LA HABANA, Cuba. – Casi nunca escribo sobre cine. Solo lo disfruto. Sobre cine cubano, menos. Este carece de lo que me resulta fundamental en el séptimo arte, incluso por encima del guión: la calidad interpretativa, que no se alcanza sin una buena dirección actoral.
Con la película Conducta estoy obligado a una excepción. Guión, dirección y actuación se acompañan como pocas veces en la cinematografía cubana.
Recuerdo haber leído un texto de Jiménez Leal, en el que trataba de explicar por qué el arte de la actuación no era el fuerte en el mundo artístico cubano. Según JL, los cubanos carecíamos de introspección y fuerza de carácter, algo distinto del temperamento, que tienen los pueblos que se destacan en el arte dramático.
Jorge Perogurría pareció –solo pareció–, desmentir esta idea con su Fresa y Chocolate. Pero su saga posterior confirmó al director de El Súper. Ahora, el niño Armando Valdés Freire (Chala) resquebraja aquel análisis de que en Cuba no se dan buenos actores con su interpretación en Conducta.

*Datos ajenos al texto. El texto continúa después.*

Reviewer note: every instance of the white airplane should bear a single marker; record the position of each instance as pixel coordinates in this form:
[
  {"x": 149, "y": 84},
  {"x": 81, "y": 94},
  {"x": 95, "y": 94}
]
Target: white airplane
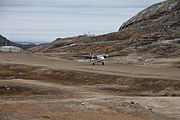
[{"x": 96, "y": 58}]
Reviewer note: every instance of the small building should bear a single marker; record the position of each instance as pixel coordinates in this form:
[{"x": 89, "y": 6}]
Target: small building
[{"x": 10, "y": 49}]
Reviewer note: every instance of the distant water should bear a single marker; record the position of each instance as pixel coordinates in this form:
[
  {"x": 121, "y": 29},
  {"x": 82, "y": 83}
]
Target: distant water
[{"x": 45, "y": 20}]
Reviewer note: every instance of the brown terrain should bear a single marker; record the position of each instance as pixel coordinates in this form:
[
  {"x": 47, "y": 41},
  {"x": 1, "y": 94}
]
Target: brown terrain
[
  {"x": 34, "y": 86},
  {"x": 142, "y": 81}
]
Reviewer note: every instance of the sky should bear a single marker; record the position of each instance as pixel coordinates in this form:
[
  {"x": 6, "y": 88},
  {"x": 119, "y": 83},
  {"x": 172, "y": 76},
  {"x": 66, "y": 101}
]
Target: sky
[{"x": 45, "y": 20}]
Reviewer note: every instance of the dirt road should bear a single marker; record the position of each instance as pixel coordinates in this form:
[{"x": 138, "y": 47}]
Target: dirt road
[
  {"x": 108, "y": 69},
  {"x": 37, "y": 87}
]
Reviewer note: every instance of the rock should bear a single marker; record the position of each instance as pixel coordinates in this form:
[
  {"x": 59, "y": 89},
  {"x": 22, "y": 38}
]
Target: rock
[{"x": 155, "y": 31}]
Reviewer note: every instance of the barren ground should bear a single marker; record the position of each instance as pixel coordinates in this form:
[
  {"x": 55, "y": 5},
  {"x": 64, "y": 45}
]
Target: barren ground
[{"x": 36, "y": 87}]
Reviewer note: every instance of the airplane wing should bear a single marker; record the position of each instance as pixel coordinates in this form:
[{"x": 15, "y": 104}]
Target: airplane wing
[{"x": 82, "y": 56}]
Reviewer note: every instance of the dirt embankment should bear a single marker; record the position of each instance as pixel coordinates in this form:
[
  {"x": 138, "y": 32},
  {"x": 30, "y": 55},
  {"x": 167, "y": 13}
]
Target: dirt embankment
[
  {"x": 120, "y": 85},
  {"x": 28, "y": 93}
]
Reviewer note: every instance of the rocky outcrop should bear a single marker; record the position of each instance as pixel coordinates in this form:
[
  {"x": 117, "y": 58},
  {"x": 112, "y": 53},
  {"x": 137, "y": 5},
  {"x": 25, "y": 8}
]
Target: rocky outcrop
[{"x": 154, "y": 31}]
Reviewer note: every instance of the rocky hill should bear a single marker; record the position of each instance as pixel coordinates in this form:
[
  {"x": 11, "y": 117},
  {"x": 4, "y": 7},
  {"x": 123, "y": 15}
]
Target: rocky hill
[
  {"x": 154, "y": 31},
  {"x": 4, "y": 41}
]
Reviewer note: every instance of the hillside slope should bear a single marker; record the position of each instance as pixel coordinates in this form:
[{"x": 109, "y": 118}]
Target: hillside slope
[
  {"x": 154, "y": 31},
  {"x": 5, "y": 42}
]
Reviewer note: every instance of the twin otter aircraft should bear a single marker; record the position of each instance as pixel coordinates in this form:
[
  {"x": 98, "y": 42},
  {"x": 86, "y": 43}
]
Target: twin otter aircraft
[{"x": 96, "y": 58}]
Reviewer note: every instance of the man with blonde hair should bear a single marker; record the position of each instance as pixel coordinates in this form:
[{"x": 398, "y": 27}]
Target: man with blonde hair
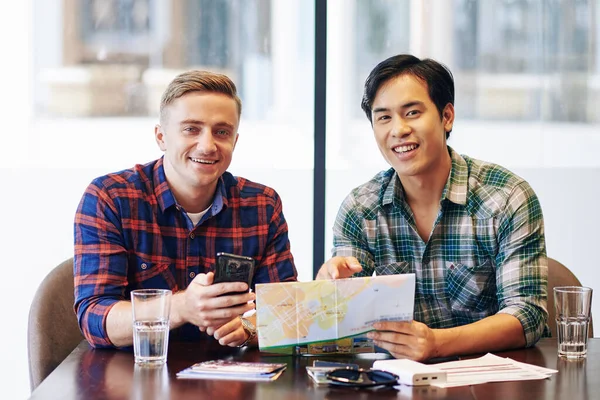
[{"x": 160, "y": 225}]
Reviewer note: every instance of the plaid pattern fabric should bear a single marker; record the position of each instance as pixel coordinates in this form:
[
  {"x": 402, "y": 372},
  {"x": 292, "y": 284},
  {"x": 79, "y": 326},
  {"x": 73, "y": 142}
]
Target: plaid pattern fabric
[
  {"x": 486, "y": 253},
  {"x": 130, "y": 233}
]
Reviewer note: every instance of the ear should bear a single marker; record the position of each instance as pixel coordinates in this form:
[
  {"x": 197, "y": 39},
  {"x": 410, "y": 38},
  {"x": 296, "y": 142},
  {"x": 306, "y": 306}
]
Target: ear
[
  {"x": 448, "y": 117},
  {"x": 237, "y": 136},
  {"x": 159, "y": 136}
]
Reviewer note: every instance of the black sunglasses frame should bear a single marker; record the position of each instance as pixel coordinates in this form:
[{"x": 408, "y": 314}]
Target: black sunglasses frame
[{"x": 375, "y": 377}]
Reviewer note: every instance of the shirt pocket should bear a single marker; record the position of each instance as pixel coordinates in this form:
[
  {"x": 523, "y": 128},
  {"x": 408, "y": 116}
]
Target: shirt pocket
[
  {"x": 471, "y": 288},
  {"x": 151, "y": 273},
  {"x": 400, "y": 267}
]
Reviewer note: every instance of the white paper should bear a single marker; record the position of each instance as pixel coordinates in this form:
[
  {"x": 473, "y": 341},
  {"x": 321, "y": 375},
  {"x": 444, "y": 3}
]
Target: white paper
[{"x": 489, "y": 368}]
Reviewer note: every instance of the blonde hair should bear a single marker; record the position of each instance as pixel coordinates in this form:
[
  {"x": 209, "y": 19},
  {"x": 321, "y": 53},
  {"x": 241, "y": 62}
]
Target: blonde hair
[{"x": 198, "y": 81}]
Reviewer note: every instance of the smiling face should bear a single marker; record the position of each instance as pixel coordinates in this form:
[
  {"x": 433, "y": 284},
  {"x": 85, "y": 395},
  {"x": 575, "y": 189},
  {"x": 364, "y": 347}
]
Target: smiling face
[
  {"x": 197, "y": 135},
  {"x": 408, "y": 129}
]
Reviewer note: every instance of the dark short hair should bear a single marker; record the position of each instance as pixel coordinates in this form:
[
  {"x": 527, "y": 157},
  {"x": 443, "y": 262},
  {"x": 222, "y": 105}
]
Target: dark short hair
[
  {"x": 198, "y": 81},
  {"x": 435, "y": 75}
]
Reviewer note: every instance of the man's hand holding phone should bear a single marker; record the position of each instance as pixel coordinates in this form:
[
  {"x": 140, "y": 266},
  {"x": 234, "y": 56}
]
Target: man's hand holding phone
[{"x": 216, "y": 299}]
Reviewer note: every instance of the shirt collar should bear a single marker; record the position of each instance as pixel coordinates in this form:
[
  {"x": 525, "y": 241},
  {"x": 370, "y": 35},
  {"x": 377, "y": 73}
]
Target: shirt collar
[
  {"x": 455, "y": 189},
  {"x": 457, "y": 184}
]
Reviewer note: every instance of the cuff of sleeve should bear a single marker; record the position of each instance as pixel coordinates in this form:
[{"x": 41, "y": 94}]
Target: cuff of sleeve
[
  {"x": 95, "y": 324},
  {"x": 531, "y": 318}
]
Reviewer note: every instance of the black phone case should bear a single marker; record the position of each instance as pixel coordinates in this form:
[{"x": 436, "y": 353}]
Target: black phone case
[{"x": 234, "y": 268}]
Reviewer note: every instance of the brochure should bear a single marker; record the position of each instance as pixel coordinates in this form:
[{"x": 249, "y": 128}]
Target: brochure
[{"x": 233, "y": 370}]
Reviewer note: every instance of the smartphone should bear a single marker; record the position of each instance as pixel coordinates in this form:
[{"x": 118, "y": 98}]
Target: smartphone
[{"x": 234, "y": 268}]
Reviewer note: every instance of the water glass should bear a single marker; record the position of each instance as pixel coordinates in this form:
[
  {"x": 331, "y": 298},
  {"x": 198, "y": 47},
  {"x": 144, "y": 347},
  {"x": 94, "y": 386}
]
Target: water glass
[
  {"x": 151, "y": 308},
  {"x": 573, "y": 305}
]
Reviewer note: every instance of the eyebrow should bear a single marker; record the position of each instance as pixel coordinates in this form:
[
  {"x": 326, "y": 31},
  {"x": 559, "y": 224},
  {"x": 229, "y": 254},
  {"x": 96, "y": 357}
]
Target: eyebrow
[
  {"x": 198, "y": 122},
  {"x": 407, "y": 105}
]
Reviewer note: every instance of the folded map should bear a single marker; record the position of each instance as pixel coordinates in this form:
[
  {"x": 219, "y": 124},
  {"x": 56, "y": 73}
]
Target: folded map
[{"x": 295, "y": 313}]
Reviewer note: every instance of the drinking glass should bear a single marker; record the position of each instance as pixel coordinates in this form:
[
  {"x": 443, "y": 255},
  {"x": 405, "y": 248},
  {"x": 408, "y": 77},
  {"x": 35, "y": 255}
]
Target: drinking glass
[
  {"x": 573, "y": 304},
  {"x": 151, "y": 309}
]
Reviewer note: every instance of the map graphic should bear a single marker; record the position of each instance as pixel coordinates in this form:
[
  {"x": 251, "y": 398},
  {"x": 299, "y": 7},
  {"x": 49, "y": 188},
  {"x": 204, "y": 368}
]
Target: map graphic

Capacidad histriónica, carácter, gestos adecuados a cada circunstancia, carisma que lo siguen mostrando como el protagonista, cuando por momentos aparece como secundario; velocidad en las respuestas y ausencia de caricatura, hacen de Chala un actor comme-il-faut, es decir serio y orgánico al mismo tiempo, como dirían los franceses.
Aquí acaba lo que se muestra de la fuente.